Interactions between abraxane(paclitaxel protein-bound) and Saquinavir mesylate (saquinavir)
saquinavir and paclitaxel protein-bound (Major Drug-Drug)
MONITOR CLOSELY: Coadministration with certain antiretroviral agents such as protease inhibitors and delavirdine may increase the plasma concentrations and pharmacologic effects of taxanes like paclitaxel and docetaxel. The proposed mechanism is inhibition of taxane metabolism via CYP450 3A4. There have been case reports of life-threatening toxicity and death in patients treated with paclitaxel 100 mg/m2 (a dosage previously found to be safe and effective for AIDS-related Kaposi's sarcoma) who were also receiving highly active antiretroviral therapy (HAART) that included ritonavir, ritonavir/lopinavir, indinavir, saquinavir, and/or delavirdine, all of which are known inhibitors of the CYP450 3A4 isoenzyme. Symptoms of toxicity included myalgias, arthralgias, mucositis, febrile neutropenia, leukopenia, thrombocytopenia, infection, alopecia, and ECG abnormalities. A dosage reduction to 60 mg/m2 and concomitant administration with granulocyte colony-stimulating factor (G-CSF) were subsequently required in the patients who recovered.
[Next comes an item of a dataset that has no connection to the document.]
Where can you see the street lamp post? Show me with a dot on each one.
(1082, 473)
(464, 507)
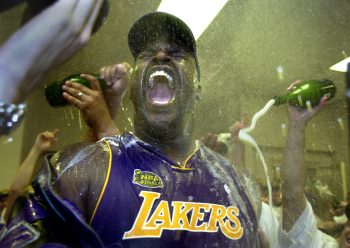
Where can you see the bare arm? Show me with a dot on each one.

MANAGEMENT: Caution is advised if taxane therapy is required in patients receiving HAART consisting of protease inhibitors and/or delavirdine. A lower initial dosage of the taxane may be appropriate. Patients should be closely monitored for the development of dose-related taxane toxicity such as myelosuppression, stomatitis, arthralgia, myalgia, visual disturbances and peripheral neuropathy, and the taxane dosage adjusted as necessary.